The Europeans need not invest in all the things that the Americans do. They do not have the same global priorities, and do not intend to 'shock and awe' their opponents. Furthermore, European governments are not willing to spend comparable amounts of money on defence, which limits their choices further - Europeans spend roughly 2 per cent of GDP on defence whereas the US spends close to 3.5 per cent. So the Europeans cannot afford to invest in many cutting-edge technologies such as unmanned aerial combat vehicles and miniature robots for intelligence gathering. Instead the Europeans should place more emphasis on pooling existing military equipment. For example, countries could share the costs of maintaining and operating aircraft, since they often buy the same type. The recent decision by France and Germany to set up a joint 'top gun' school for their attack helicopter pilots and mechanics is a small step in the right direction.
EU leaders should also assess what additional capabilities the Union needs to counter new security threats.
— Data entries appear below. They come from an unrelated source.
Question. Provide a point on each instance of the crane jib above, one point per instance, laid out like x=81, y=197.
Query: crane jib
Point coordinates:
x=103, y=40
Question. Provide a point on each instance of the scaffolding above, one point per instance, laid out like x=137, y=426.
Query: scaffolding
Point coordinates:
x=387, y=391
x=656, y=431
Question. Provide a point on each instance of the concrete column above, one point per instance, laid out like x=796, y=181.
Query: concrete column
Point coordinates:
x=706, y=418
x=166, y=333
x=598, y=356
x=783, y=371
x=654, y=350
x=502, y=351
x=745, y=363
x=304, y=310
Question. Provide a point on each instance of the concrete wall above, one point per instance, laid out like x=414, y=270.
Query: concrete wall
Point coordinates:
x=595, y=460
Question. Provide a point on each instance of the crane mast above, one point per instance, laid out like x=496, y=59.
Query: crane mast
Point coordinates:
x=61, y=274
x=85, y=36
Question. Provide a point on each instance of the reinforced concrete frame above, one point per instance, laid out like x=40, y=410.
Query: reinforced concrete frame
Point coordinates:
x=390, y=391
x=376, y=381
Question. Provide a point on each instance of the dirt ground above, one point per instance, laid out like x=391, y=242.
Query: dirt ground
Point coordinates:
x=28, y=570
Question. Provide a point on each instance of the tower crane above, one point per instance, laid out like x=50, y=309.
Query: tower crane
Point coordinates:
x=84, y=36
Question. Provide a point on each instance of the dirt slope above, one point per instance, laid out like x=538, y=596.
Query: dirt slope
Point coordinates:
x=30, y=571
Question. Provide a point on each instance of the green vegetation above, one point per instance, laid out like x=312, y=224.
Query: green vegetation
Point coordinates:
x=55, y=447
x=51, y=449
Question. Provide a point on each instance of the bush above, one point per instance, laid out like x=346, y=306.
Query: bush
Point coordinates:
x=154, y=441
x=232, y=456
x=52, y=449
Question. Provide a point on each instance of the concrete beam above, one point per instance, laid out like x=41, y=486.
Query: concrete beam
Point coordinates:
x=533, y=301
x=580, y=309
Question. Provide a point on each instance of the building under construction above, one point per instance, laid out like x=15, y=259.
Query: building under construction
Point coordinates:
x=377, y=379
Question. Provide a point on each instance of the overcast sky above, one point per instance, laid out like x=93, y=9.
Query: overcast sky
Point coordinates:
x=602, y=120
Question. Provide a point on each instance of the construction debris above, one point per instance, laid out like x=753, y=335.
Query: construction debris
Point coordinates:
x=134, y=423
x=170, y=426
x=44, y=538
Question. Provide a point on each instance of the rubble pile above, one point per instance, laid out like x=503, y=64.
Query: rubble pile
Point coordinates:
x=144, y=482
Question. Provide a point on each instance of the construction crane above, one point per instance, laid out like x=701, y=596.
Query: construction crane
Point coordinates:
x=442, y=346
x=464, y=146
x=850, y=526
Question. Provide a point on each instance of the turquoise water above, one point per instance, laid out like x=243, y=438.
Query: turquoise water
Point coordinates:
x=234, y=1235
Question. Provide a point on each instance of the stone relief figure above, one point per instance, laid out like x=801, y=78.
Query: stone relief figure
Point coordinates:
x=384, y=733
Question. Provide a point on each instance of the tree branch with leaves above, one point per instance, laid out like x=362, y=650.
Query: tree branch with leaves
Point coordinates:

In June 2003 EU foreign policy chief Javier Solana presented the first draft of an EU security strategy to member-state governments. The document contains surprisingly tough language that rightly focuses on threats like terrorism, the proliferation of weapons of mass destruction (WMD), and failed states.
The EU cannot tackle these new priorities without improving its record of intelligence co-operation. European governments ended up so divided in Iraq, partly because they did not share their threat assessments. Now that the EU itself is running military operations, it needs its own intelligence-pooling arrangements. A certain amount of national intelligence is fed into Javier Solana's situation centre in the Council of Ministers. And the member-states are making tentative moves to share internal security intelligence assessments at the EU level through Europol (the European police body). But they need to step up the quantity and quality of the political and military assessments that they share with their EU partners.
As a start, member-states should create a European intelligence committee, working for Javier Solana. The committee would bring together senior intelligence officers seconded from national agencies, and filter various national assessments to produce common assessments for the foreign ministers and Javier Solana. The EU will contribute more effectively to global security if it can develop stronger elite forces and better intelligence assessment capabilities.